Perde-se o controle de quantas páginas são criadas com um mesmo objetivo: adotar uma identidade que não é a sua. Segundo dados divulgados pelo site Digital Trends, em janeiro de 2013, dos 1,6 bilhão de usuários do Facebook, cerca de 76,3 milhões podem ser considerados fakes. Contas tidas como descaracterizadas, ou seja, perfils feitos para animais, contas duplicadas ou usadas para fins que violassem os termos de uso da rede social, como os spams, estão inclusas nesse número.

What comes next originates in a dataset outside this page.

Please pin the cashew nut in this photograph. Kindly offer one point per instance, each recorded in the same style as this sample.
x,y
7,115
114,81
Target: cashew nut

Segundo a psicanalista Rafaella Inda, “A internet, tão dominadora na era atual, serve como uma defesa para alguns. Isto é, ela é usada de alguma forma para o usuário se defender de algo que o assola.” Para ela, a sociedade está marcada por um culto a imagem, no qual o instantâneo e a busca contínua da satisfação imediata são os pontos que se destacam.

COMO SE DEFENDER
Segundo Priscila Zeni de Sá, professora de Direito Civil e mestre em Direito Econômico e Social pela Pontifícia Universidade Católica do Paraná, existem soluções e penalizações para esses casos que envolvem falsificação de identidade na internet, se baseados em pessoas reais.
“Primeiramente, é necessário ter uma prova de que as suas imagens veiculadas na internet estão lhe causando prejuízos”, diz Priscila. Essa prova deve ser feita por meio de uma ata notarial, documento feito em um tabelionato de notas em que se documenta as informações e onde elas se encontram disponíveis.
Já as consequências podem ser tanto civis, incluindo indenização por todos os danos causados à vitima - danos morais, danos à sua imagem, desgaste emocional. Como
criminais, caso a conduta esteja tipificada, o Código Penal já indicará a pena para cada modalidade criminal.
O conteúdo postado pelos perfils fakes caracterizam outro tipo de problemas. Casos de preconceito contra qualquer situação ou pessoa, podem ser criminalizados se denunciados. Entretanto, quem receberá a denúncia será a pessoa “real” e não o fake.
OS MOTIVOS
Os motivos? Ninguém sabe ao certo. Isabellas surgem, Ricardos são enganados e mais Fernandas e Marianas têm suas fotos utilizadas de maneira inadequada na rede. Afinal, o que tornamos público é uma escolha nossa. A exposição é perigosa e, constantemente, nos coloca em risco. Mas quem não gosta de ser visto? É preciso encontrar um meio termo.

“Quando estou triste, não posto fotos. Depois, quando tudo melhora, eu volto a postar. Isso dá a falsa impressão e idealização da ‘vida perfeita’. (...) Assim é fácil ser admirada”, diz Fernanda, e conclui: “Hoje eu faço Psicologia, pra ver se entendo até onde a mente humana pode chegar”.